Interlace - the approach I’m taking. Requires special LCD glasses connected to your computer which are cheaply avaliable these days (~£30). Halfs vertical image resolution but retains all other information and is very easy to write viewing software for

Page flip - also uses LCD glasses but synchronises alternate l/r frames with “shutters”. Retains all image information, but at the cost of halfing the refresh rate. Headache-o-rama on anything less than 100Hz

Pulfrich, etc - okay, now you’re getting beyond the scope of this post :stuck_out_tongue:

Anyways, now I just need to get good enough with ZBrush to make something worth viewing with depth :slight_smile:

You typed that as I was updating my last post.

Anyway, no. The photoshop method I speak of has nothing to do with anaglyph glasses. It produces a left and right eye view which can then be converted to anaglyph by messing with the channels, or they can be interlaced together if that’s what you prefer. But prior to that, your views are seperate and complete.
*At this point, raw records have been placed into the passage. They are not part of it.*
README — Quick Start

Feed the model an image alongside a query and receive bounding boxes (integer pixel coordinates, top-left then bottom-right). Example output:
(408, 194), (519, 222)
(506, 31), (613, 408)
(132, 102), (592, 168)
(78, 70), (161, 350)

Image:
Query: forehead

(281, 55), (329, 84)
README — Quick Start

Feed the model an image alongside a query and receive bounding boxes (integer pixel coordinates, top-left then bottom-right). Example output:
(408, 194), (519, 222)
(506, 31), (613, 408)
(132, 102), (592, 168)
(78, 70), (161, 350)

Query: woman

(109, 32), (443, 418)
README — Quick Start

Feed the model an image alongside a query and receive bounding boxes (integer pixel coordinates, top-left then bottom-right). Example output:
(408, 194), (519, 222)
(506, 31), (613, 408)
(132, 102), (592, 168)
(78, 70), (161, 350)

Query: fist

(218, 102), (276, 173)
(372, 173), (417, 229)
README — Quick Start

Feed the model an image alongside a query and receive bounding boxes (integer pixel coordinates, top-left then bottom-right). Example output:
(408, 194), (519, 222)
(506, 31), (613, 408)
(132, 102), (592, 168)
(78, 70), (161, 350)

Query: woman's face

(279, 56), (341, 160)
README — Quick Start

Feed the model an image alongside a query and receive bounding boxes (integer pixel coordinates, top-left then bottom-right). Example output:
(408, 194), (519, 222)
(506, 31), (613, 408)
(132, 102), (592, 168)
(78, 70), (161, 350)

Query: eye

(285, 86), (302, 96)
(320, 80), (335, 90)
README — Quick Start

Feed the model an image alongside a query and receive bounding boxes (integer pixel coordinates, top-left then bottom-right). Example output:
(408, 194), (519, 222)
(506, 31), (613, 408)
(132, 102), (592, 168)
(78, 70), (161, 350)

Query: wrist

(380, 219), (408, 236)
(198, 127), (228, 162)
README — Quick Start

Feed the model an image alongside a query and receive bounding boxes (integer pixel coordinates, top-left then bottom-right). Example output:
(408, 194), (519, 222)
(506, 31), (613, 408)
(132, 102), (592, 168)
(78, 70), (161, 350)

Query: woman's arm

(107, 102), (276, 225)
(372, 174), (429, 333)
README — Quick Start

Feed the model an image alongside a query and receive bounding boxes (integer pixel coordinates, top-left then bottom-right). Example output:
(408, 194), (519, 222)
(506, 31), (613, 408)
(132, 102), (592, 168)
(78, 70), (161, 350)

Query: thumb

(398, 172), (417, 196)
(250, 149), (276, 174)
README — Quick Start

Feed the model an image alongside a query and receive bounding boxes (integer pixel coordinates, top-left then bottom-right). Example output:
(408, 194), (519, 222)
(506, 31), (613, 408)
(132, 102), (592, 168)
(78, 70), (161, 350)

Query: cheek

That’s what’s desired. A left and right image to be done with what one will. Or a whole series of images for lenticular interlacing (which leads into a whole other program – interlacing at that point is not so simple as one would hope).

Going straight to interlaced from the outset is just going limit their usefulness.

This isn’t a serious project or anything - just a little utility I’m coding to play around with the idea. Naturally I’d include seperate l/r image export, as once you have the stereo pair in that format you can twist them around any way you like. I know there are plenty of utilities that already do this stuff, but I’ve got a few ideas I’d like to try out for myself

As for creating a perfect image - well, no, you never will this way. There are many limitations to this approach, not least of which is due to the horizontal offset of your eyes/camera, you should be able to see the surface texture on one side of an object protruding almost straight forwards - information which isn’t going to exist in your original image…

… but then, that isn’t really the point, is it? If you want super realistic stereo, then you’d do it by modelling your entire scene in 3D and rendering from two viewpoints - or better yet, just take up (real) sculpting :slight_smile:

What I’m after here is something that while not perfect, is certainly close enough - and more importantly makes use of the rapid workflow and awesome power of ZBrush. Basically, my thinking is just that ZBrush produced images already natively have depth information in them, which is pretty cool… and given that it can be seen with so little work, why not?

I’m not talking about conversion utilities so much as end-user image viewers. why lock your file into any one format when the user can instantly translate into whatever they need without having to think about it?

Other than that, we’re agreed on all points. And with you including L/R image export, I welcome and look forward to your utility!

It’s a great idea, for creating content for products like the ones from “Looking glass factory”.